Creating Quick Scrapers Using Xpather, Snoopy & PHP

I’ve been working on a bunch of review sites, and because of this I’ve had to gather some data from websites – mostly stuff that’s not included in the data feeds that I’m using and wanted to compliment my information with some additional specifications for my users to check out items this coming holiday season, with ease, and hopefully make them click happy for purchasing J

I started out reading a bunch of tutorials on using Curl and PHP to scrape and even built a little scraper that worked fucking awesome for the page I created it for, it had 21 regex’s, and used a bunch of curl lines to connect and grab the information I needed. I was so proud, so proud of this monstrosity. So, after testing it repeatedly on one page, I had it run through nearly 200 pages – guess what, I only got results from 2 pages because they were so different.

Fuck.

So, after spending about a day learning some regex’s, and testing out all this crazy stuff, it was pointless. I was on IRC venting my frustrations and Datarecall jumped in and told me about this awesome program called Xpather. It’s a plugin for firefox that lets you just simply right click any element on the page, and view the full xpath for an item.

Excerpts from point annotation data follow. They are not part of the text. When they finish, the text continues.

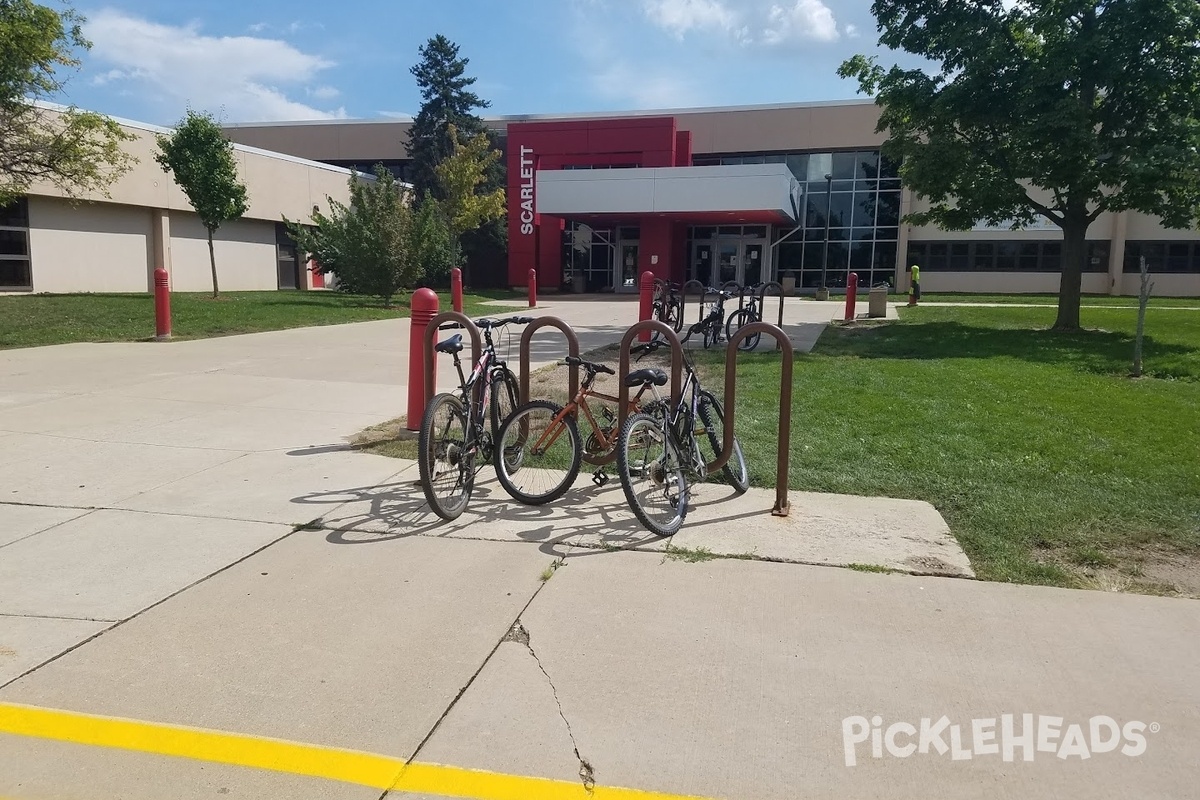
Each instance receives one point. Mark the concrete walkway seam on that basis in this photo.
(313, 761)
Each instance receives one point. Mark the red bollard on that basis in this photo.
(456, 289)
(646, 307)
(425, 307)
(161, 305)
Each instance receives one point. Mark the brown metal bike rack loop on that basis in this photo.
(431, 330)
(785, 407)
(573, 349)
(762, 304)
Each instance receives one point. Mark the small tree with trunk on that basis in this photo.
(77, 151)
(202, 160)
(1092, 103)
(447, 101)
(382, 242)
(460, 178)
(1146, 287)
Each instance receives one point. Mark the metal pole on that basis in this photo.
(825, 259)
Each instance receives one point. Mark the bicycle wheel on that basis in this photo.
(713, 417)
(737, 319)
(537, 457)
(445, 464)
(651, 476)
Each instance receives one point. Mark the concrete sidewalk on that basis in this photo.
(186, 539)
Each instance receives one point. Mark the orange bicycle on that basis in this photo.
(540, 441)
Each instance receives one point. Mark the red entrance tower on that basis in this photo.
(535, 241)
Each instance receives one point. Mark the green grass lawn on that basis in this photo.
(1049, 300)
(33, 320)
(1048, 462)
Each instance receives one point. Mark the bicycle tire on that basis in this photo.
(443, 440)
(713, 416)
(640, 462)
(743, 317)
(538, 477)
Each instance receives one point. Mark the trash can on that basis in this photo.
(877, 301)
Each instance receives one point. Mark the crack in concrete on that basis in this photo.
(520, 635)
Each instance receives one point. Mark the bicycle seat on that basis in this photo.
(571, 361)
(453, 344)
(649, 376)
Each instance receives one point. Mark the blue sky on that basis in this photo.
(274, 60)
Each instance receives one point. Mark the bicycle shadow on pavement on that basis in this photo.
(593, 518)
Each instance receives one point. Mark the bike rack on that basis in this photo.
(785, 407)
(431, 330)
(623, 370)
(683, 299)
(573, 349)
(762, 304)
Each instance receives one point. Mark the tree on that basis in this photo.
(1060, 108)
(204, 166)
(459, 178)
(445, 101)
(381, 242)
(77, 151)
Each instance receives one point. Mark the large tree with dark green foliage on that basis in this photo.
(77, 151)
(445, 101)
(384, 241)
(202, 160)
(1055, 108)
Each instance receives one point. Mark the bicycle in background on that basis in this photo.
(547, 434)
(667, 304)
(660, 452)
(459, 431)
(712, 326)
(744, 316)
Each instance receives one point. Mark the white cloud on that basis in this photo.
(324, 92)
(681, 16)
(747, 22)
(245, 77)
(808, 19)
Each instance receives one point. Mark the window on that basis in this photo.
(1002, 256)
(1179, 257)
(15, 260)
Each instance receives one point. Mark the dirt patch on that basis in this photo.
(1146, 571)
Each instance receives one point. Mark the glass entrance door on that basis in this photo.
(753, 253)
(627, 268)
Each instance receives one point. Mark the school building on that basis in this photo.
(793, 192)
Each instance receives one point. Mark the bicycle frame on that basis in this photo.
(580, 402)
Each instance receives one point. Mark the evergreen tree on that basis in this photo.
(445, 101)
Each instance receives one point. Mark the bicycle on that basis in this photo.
(713, 324)
(455, 440)
(744, 316)
(549, 438)
(667, 304)
(659, 452)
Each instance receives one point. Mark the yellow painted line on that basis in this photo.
(297, 758)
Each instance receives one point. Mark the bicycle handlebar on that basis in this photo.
(591, 366)
(487, 323)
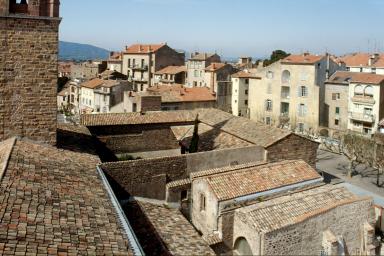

I did learn that Firefox will automatically inject TBODY tags, so you may have to remove those for your scraper to work. Thought I should mention this incase you run into troubles like I did.

Anyway, so yeah, with this plugin and Firefox I was now armed with the tools needed to create a new scraper, that actually grabbed all the data from the pages I needed.

I ended up using the Snoopy class from sourceforge to make the curl connections nice and easy, and simplify a lot of the base coding so I didn’t have to do it myself. If I had more time, maybe, but for now it’s quicker using something pre built and does the job. Remember, we’re trying to save time now and in the future right?

Anyway, so after grabbing snoopy and making sure it connected to the site I wanted, I created some basic code to get me started;

I opened a file called snooper.php and added the following to it;

<?php  
error_reporting(E_ERROR);// | E_WARNING | E_PARSE);  
include ('Snoopy.class.php');  
function convert_smart_quotes($string)

{  
$search = array(chr(194),chr(146),chr(147),chr(148),chr(151),chr(174)," ");  
$replace = array("","'",'"','"','-',' ',' ');  
return str_replace($search, $replace, $string);  
}

What this does is sets up the error reporting (when dealing with scraping, you might see a lot of errors, this tones it down a bit for us. You can always comment it out if you want to see all the errors for debugging or troubleshooting purposes).

Following the error reporting, we include the snoopy class so that it sets up the connection to our website that we’re going to scrape.

Now, the next lines are optional, but I found with some funky characters in my output they really helped. That’s what the Convert_Smart_Quotes function does, it will go ahead and take any fancy characters, double spaces, or whatever you throw at it and convert them to whatever proper character you want. You might not need this, or want to edit it, but I found it nearly invaluable to getting nice clean data at the end.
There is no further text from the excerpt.